Knoxville, TN, U.S.A. — (METERING.COM) — March 11, 2009 – A set of AMI System Security Requirements has been released by the Advanced Metering Infrastructure Security (AMI-SEC) Task Force – a first-of-its-kind for the utility industry that will help utilities procure and implement secure components and systems using a common set of security requirements.

Utility companies of the future will deliver energy and information to customers through a “smart” energy supply chain created by the convergence of electric, communication and information technologies that are highly automated for responding to the changing environment, electricity demands and customer needs. However, as the utility industry’s capabilities increase to serve the needs of a rapidly growing information society, the breadth and sophistication of the threat environment these smart grid solutions operate in also increases.

By bridging heterogeneous networks capable of exchanging information seamlessly across the AMI older proprietary and often manual methods of securing utility services will disappear as each is replaced by more open, automated and networked solutions.  The benefits of this increased connectivity depends upon robust security services and implementations that are necessary to minimize disruption of vital services and provide increased reliability, manageability and survivability of the electric grid.

The purpose of the AMI security specification is to provide the utility industry along with supporting vendor communities and other stakeholders a set of security requirements that should be applied to AMI implementations to ensure the high level of information assurance, availability and security necessary to maintain a reliable system and consumer confidence.

The requirements are categorized into three areas – primary security services, supporting security services, and assurance services.

Primary security services comprise confidentiality and privacy, integrity, availability, identification, authentication, authorization, non-repudiation, and accounting.

Supporting security services comprise anomaly detection services, boundary services, cryptographic services, notification and signaling services, resource management services, and trust and certificate services

Assurance services comprise development rigor, organizational rigor, handling/operating rigor, accountability, and access control.

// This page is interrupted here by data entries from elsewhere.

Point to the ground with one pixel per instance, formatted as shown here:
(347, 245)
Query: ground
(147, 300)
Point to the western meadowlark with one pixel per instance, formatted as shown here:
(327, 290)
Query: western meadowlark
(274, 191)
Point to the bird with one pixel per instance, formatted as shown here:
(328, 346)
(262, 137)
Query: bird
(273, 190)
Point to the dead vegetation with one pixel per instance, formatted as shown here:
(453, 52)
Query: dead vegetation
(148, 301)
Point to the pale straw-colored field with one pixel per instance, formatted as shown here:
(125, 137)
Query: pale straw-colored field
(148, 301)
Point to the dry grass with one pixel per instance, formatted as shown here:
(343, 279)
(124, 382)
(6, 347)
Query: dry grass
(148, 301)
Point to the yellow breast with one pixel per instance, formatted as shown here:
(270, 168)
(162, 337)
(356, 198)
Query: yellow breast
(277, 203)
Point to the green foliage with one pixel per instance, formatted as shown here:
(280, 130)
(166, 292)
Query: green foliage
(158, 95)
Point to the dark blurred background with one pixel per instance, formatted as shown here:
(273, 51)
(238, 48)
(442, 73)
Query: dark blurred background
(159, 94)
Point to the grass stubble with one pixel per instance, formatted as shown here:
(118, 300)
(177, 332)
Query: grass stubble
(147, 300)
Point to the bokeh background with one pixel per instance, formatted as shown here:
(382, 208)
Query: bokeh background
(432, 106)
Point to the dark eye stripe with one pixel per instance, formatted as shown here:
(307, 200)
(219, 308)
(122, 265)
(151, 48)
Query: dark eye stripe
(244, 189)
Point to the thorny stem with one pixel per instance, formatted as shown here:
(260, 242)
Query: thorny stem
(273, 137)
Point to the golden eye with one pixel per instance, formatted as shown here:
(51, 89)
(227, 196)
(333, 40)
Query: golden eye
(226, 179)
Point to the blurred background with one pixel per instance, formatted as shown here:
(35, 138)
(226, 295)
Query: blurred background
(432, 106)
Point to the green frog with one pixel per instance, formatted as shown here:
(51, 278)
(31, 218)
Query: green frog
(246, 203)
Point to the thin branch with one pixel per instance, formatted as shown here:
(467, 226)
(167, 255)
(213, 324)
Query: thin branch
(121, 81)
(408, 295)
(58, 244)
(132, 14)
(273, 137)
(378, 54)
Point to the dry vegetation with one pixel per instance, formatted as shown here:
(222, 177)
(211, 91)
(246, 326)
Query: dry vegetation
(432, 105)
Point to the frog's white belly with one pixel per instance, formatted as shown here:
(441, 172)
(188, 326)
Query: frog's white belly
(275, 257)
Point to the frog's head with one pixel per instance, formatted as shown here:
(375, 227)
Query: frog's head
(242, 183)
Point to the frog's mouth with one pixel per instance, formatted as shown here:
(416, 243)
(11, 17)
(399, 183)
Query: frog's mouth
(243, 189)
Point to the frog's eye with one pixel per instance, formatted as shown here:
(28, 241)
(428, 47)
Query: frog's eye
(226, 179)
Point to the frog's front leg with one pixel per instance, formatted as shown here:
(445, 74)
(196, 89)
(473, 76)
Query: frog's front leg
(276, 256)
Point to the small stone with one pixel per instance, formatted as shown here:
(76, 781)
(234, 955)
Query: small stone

“As our nation’s utilities quickly work to implement innovative smart grid technologies, it is critical that we work together to ensure cyber security is built in from the beginning,” said Hank Kenchington, deputy assistant secretary for R&D in the Department of Energy’s (DOE) Office of Electricity Delivery and Energy Reliability. “Building not only a smart grid but a secure grid is a priority for the DOE.”

DOE has the responsibility to coordinate the federal government’s activities in smart grid technologies and is working with the National Institute of Standards, the Federal Energy Regulatory Corporation and private sector stakeholders to develop a framework for smart grid interoperability standards including cyber security.

Building on collaborative efforts to standardize other aspects of AMI, eleven leading utilities joined together with the DOE to standardize the set of security requirements, which were developed by consulting commonly accepted practices in both industry and government.

The AMI-SEC Task Force, a part of the Utility Communications Architecture International Users Group (UCAIug), was established to define common requirements and produce standardized specifications for securing AMI system elements. Members include utility engineers, security domain experts, standards body representatives and industry-leading vendors.

Utilities contributing to this effort include American Electric Power, Austin Energy, BC Hydro, Consumers Energy, Dominion, Duke Energy, Kansas City Power & Light, Oncor, Pacific Gas & Electric, San Diego Gas & Electric and Southern California Edison.